Your scribbles and first drafts and thin melodies and rough sketches are the underside of a creative life.
Today I found a notebook labeled “words words 2020” with half-written lyrics for a few songs. Tunes in my head and all. I had forgotten about them. That’s par for the course for me. Here’s one, “Dear Planet Earth.”
Dear Planet Earth
Dear Planet Earth thank you for having me dear Planet Earth you have been good to me dear Planet Earth what can I do for you? can we start over again? I'm so sorry I'm so sorry for the mess we've made of you we lost our way we lost our selves we've been greying out your green and blue and now we're losing you I know you could do without us but how can we do without you? ~ rachel mcalpine 2020 ~
Why share a half-written poem?
I seem to be sharing the hidden side the underside of my life as a veteran writer. A half written poem. Ideas floating out from yesterday just out of reach. Sounds that mean something to me. Perhaps they mean something to you. Maybe you hear a tune in your head then sing! go ahead!
What happens on the underside of a writer’s mind?

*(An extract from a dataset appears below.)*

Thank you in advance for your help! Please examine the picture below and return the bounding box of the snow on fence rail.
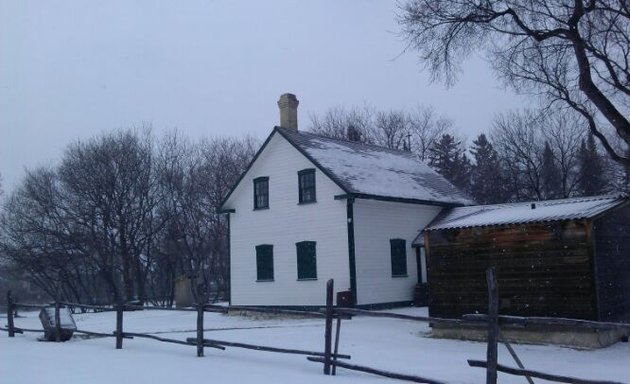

Well, heaps. As a parallel, a great deal of action happens on the underside of a leaf:
Leaves contain chlorophyll and are the sites of photosynthesis in plants. Their broad, flattened surfaces gather energy from sunlight while apertures on the their undersides bring in carbon dioxide and release oxygen. The cells of a leaf are sandwiched in between two layers of epidermal cells, which provide the leaf with a waxy, nearly impermeable cuticle that protects against water loss. The only way for gases to diffuse in and out of the leaf is though small openings on the underside of the leaf, the stomata. These stomata can open and close according to the plant’s needs. The tissues of the leaf in between the epidermal cells, into which gases diffuse from the stomata, are called mesophyll.https://www.sparknotes.com/biology/plants/plantstructures/section4/
You might hypothesise that the upper side of a creative mind burnishes and displays the works seen or heard or otherwise experienced by an audience. These works need sunlight, they need to be published and received by an audience. Otherwise they don’t happen.
By contrast, the underside of a creative mind is continuously pumping, breathing in and out, opening up to new combinations, shutting the doors to cliches, trying things, starting things, making things that may or may not see the light of day. In a perfect world, the two sides work in harmony and balance.
I’m happy to share a half-written poem or thought now that I’m in my 80s. My home has always been strewn with scribbles: that in itself is not a feature of my aging brain. I would scribble, start editing, get excited. Then pretty soon I would either finish the work and pop it up to my shiny green public side, or lose it.
I still do that. But now I know people are interested in the workaday functions of a creative life. So I share.
My wish for your creative life
My hope is that you too will consider your unfinished, rough-edged creations as precious. Precious for clues about what you’ve been thinking and discovering, and precious in themselves.
Maybe you do not regard yourselves as creative. Maybe you are frustrated by your failure to finish and publish, play or display your work to the public.
Please take heart! All your rough drafts and thin tunes and wonky sketches keep you going, keep you alive, keep you pumping, keep you breathing like a leaf. Enjoy them, explore them. They are precious tokens of your cognitive and emotional and subliminal activity. They are not the downside, not the backside but the underside of your creative life or leaf.
And what’s more they should be fun. Fun to chop and change and develop. Fun to play with, no matter how grave the subject matter. Like the embryo of a song: Dear Planet Earth.